How we protect your data

Every customer organization is a separate top-level tenant. Every database query is scoped to a single organization, and the data layer is built so that cross-tenant access is structurally impossible — not just policy-controlled.

Sessions, sub-accounts, and integrations all carry an organization context. We have never had a confirmed cross-tenant data exposure event. If we ever do, we will publish a transparent post-mortem within 30 days.

Passwords are hashed with bcrypt and never stored in plaintext. Sessions use signed, HTTP-only cookies and rotate on privilege changes. Failed-login attempts are throttled per-IP and per-account.

Two-factor authentication is supported for every user via TOTP (Google Authenticator, 1Password, Authy, etc.) with encrypted secrets and recovery codes. SSO via OIDC and SAML is on the enterprise roadmap.

Passkeys are available for users who prefer phishing-resistant authentication backed by WebAuthn.

Repzo ships four hierarchical default roles — Owner, Admin, Manager, User — with a comprehensive permission system underneath. Owners can create unlimited custom roles tailored to specific job functions (e.g. read-only auditor, sales manager, support agent).

Permissions are granular at the action level (e.g. leads.update_own, deals.delete) rather than module-level. This means you can grant a role permission to view leads but not delete them, or to edit only their own deals while reading all deals.
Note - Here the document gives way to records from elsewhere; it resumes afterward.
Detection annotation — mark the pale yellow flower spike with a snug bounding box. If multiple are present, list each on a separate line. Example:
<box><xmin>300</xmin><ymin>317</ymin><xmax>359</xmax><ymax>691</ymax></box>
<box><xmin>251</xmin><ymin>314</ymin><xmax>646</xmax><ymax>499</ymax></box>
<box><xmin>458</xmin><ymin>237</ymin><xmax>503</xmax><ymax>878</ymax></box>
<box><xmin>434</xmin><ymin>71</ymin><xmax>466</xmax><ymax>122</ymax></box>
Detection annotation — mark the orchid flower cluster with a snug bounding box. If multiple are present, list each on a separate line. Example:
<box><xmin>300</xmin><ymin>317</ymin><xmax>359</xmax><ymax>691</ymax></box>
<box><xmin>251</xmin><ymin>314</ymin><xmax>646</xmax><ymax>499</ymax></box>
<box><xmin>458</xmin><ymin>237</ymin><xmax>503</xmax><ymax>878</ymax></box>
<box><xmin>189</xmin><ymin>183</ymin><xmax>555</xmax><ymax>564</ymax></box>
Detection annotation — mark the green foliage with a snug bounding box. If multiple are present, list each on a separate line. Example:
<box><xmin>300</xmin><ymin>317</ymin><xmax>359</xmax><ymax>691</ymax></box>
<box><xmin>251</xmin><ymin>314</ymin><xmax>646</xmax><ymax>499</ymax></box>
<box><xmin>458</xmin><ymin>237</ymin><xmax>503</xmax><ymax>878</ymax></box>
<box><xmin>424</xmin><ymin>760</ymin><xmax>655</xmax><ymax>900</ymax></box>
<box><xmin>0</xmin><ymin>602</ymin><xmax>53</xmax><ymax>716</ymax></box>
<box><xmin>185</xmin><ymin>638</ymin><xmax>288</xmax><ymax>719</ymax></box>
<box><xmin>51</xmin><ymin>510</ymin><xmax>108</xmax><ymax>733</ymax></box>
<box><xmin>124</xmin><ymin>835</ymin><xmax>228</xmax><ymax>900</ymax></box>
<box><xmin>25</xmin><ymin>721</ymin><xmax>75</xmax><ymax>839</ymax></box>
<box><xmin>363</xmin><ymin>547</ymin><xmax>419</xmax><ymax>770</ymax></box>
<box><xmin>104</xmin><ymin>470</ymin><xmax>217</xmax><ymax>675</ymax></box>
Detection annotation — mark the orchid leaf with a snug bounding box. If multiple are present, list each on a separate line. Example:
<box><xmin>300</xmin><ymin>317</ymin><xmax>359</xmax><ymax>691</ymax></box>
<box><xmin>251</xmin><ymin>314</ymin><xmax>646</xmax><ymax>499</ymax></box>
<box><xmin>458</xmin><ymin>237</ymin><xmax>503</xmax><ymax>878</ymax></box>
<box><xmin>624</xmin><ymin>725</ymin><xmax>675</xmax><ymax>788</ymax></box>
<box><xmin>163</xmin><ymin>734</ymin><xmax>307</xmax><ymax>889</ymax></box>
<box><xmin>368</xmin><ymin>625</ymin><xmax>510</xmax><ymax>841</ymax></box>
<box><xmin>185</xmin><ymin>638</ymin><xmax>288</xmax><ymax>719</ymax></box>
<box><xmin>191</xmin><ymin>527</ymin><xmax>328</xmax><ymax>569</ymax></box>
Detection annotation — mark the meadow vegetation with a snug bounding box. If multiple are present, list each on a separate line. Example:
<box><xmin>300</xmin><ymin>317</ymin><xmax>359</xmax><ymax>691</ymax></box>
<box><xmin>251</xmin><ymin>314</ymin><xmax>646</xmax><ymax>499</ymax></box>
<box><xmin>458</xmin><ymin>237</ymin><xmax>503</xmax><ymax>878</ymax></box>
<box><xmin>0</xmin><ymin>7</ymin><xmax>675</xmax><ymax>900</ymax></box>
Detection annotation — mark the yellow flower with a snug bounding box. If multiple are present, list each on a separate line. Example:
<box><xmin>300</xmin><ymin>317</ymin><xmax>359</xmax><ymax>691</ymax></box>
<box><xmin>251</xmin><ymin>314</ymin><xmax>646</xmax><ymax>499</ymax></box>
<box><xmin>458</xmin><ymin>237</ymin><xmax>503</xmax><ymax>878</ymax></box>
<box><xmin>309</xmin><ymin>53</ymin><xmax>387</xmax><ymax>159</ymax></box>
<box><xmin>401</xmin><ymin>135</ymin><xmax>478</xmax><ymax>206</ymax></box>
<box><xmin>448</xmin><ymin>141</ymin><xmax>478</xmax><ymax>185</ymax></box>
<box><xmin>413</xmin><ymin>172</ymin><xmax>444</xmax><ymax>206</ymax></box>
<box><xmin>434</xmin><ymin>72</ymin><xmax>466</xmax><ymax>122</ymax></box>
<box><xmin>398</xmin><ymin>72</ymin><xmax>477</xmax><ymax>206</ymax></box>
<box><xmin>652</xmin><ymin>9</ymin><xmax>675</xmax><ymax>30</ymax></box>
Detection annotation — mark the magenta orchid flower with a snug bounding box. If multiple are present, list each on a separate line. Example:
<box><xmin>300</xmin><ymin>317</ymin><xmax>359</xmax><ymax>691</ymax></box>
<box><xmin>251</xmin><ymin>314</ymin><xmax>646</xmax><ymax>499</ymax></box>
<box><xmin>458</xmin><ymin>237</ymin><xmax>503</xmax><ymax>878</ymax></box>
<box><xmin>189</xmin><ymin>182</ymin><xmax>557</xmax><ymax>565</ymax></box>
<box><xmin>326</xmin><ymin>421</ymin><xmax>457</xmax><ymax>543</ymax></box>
Beyond RBAC, Repzo enforces three data-visibility scopes per user, per module: "all" (sees everything in the org), "department" (sees own + child departments), and "own" (sees only records they own or are assigned to).

Visibility is enforced at the database query layer — not in the UI — so users cannot see hidden records by inspecting network requests or guessing IDs. Departments support hierarchical organization with drag-and-drop reorganization.

Data is encrypted in transit using TLS 1.2+ for every connection between clients, our application servers, and the database.

Data is encrypted at rest in the database using AES-256. Sensitive fields (2FA secrets, integration credentials, OAuth tokens) get an additional application-layer encryption with a separate key envelope, so even a compromised database snapshot does not expose those values in cleartext.

Every change to every entity is recorded in an immutable audit log: the user (or integration app), the entity, the action, before/after values, IP address, user agent, and timestamp.

The audit trail surfaces in the UI as a timeline on every record so admins can investigate "what changed and by whom" without writing SQL or filing a support ticket.

No core entity in Repzo is ever hard-deleted. "Delete" sets a deletedAt timestamp; every query automatically filters deleted records. Admins can audit and restore deleted records, and the audit trail captures both the deletion and any restoration.

This protects against accidental loss, ransomware, and rogue actors, and keeps a complete history available for compliance investigations.

Programmatic API access uses Bearer tokens in the format foxa-{orgShortId}-{secret}. Only the SHA-256 hash of the secret is stored — the plaintext is shown once at creation and never again.

Every token has Stripe-style per-resource scopes (leads:write, tickets:read, etc.) so you can issue narrowly-scoped tokens to integrations rather than granting broad access. API tokens are rate-limited, audited, and revocable from the developer apps settings.

We take daily encrypted backups of the database, retained for 30 days. Backups are tested regularly via point-in-time restoration drills.

In the event of a region-level outage, we have documented runbooks for promoting standby infrastructure. Our recovery point objective (RPO) is 24 hours; recovery time objective (RTO) is 4 hours.

If you discover a security issue in Repzo Workstation, please email info@repzo.com with details. We acknowledge reports within one business day and aim to provide a remediation timeline within five business days.

We do not currently run a paid bug bounty program but credit reporters in our security advisories with permission. Please give us reasonable time to remediate before public disclosure.